The tendency for any innovations to be imitated at first mainly in a defensive sense is noted and in passing the notions of Charles Reep and Charles Hughes of direct football being particularly effective is knocked on the head, even on statistical grounds. In some cases it can be, as can any system, but against good players who can keep possession directness will fall down.
Whether football’s evolution has ended is a moot point but in the modern world with global TV coverage and worldwide scouting it is unlikely any team will be able to spring a truly revolutionary tactical surprise.

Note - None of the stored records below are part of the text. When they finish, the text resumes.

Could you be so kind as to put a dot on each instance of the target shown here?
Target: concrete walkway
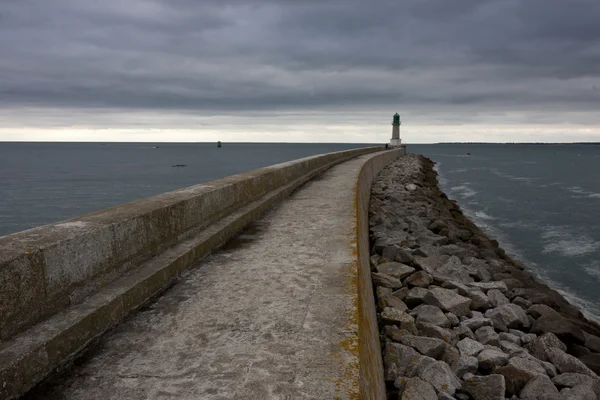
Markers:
(270, 316)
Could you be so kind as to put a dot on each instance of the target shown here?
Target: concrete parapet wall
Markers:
(46, 269)
(372, 385)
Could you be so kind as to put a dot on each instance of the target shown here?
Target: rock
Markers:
(508, 316)
(509, 337)
(465, 364)
(454, 270)
(518, 372)
(395, 269)
(541, 344)
(385, 280)
(480, 300)
(527, 338)
(572, 379)
(487, 286)
(419, 278)
(489, 387)
(462, 288)
(592, 342)
(450, 355)
(561, 327)
(550, 368)
(540, 387)
(453, 319)
(567, 363)
(434, 331)
(497, 298)
(491, 358)
(438, 373)
(429, 347)
(521, 302)
(402, 356)
(476, 323)
(432, 315)
(401, 293)
(448, 301)
(487, 335)
(464, 332)
(415, 296)
(512, 349)
(469, 347)
(540, 310)
(437, 226)
(391, 301)
(415, 389)
(592, 361)
(403, 256)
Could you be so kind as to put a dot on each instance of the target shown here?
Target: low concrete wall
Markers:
(46, 269)
(372, 385)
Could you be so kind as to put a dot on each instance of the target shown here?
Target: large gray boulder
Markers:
(480, 301)
(566, 331)
(415, 296)
(448, 301)
(395, 269)
(465, 364)
(385, 280)
(429, 347)
(567, 363)
(497, 298)
(469, 347)
(508, 316)
(414, 389)
(438, 373)
(487, 335)
(538, 346)
(491, 358)
(432, 315)
(540, 387)
(518, 372)
(435, 331)
(487, 286)
(419, 278)
(404, 357)
(489, 387)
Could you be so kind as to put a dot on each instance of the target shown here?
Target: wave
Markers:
(566, 243)
(463, 191)
(511, 177)
(483, 215)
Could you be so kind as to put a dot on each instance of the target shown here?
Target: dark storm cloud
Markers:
(233, 56)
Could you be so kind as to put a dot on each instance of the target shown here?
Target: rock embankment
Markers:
(458, 318)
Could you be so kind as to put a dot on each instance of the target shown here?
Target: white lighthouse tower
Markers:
(396, 141)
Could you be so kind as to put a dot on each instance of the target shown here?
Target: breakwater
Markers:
(459, 318)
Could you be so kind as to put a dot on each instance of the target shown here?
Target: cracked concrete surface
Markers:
(270, 316)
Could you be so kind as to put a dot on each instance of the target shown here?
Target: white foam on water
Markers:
(463, 191)
(483, 215)
(562, 241)
(511, 177)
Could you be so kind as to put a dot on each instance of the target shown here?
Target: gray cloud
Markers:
(216, 57)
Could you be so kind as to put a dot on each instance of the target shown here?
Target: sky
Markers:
(299, 70)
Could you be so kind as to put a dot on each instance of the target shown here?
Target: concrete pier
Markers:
(284, 311)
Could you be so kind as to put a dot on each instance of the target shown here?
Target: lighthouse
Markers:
(396, 141)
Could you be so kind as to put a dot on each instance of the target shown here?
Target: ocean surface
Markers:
(541, 202)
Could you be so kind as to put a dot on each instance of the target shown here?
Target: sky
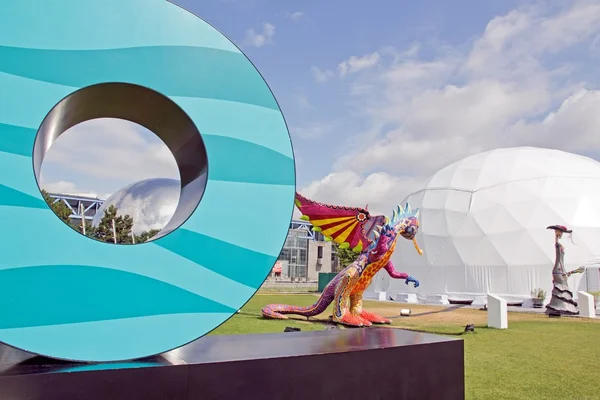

But then again before that offside law alteration there had been little or no tactical change for around thirty years. In Britain, the W-M then held sway for another forty or so.
But the centre half disappeared as a half back, wingers disappeared, full backs became wing backs, wing halves and inside forwards turned into central defenders or midfielders, who evolved into holding players or playmakers; and the playmaker has all but disappeared. The centre forward may go the same way. (I would say that, arguably, with Barcelona, he already has. Messi is not a centre forward, Villa and Pedro tend not to play up the middle.)
In modern football flexibility within a system is a key ingredient, and fluidity. Modern players at the top level are no longer specialists in the way they were. Everyone is an attacker and defender at the same time. (However some will always remain more gifted and more general than others. At the level I watch football the demarcation of roles is still pronounced. I doubt that will change soon.) Football is actually a game played with space – or denying it – and not really with the ball. But, as Barcelona demonstrate, possession, keeping it and regaining it, certainly helps.
The book has occasional infelicities of the sprung for sprang type and a few typos but for all those interested in football and how it came to be the way it is this is a wonderful, informative and illuminating read. I thank my younger son for lending it to me.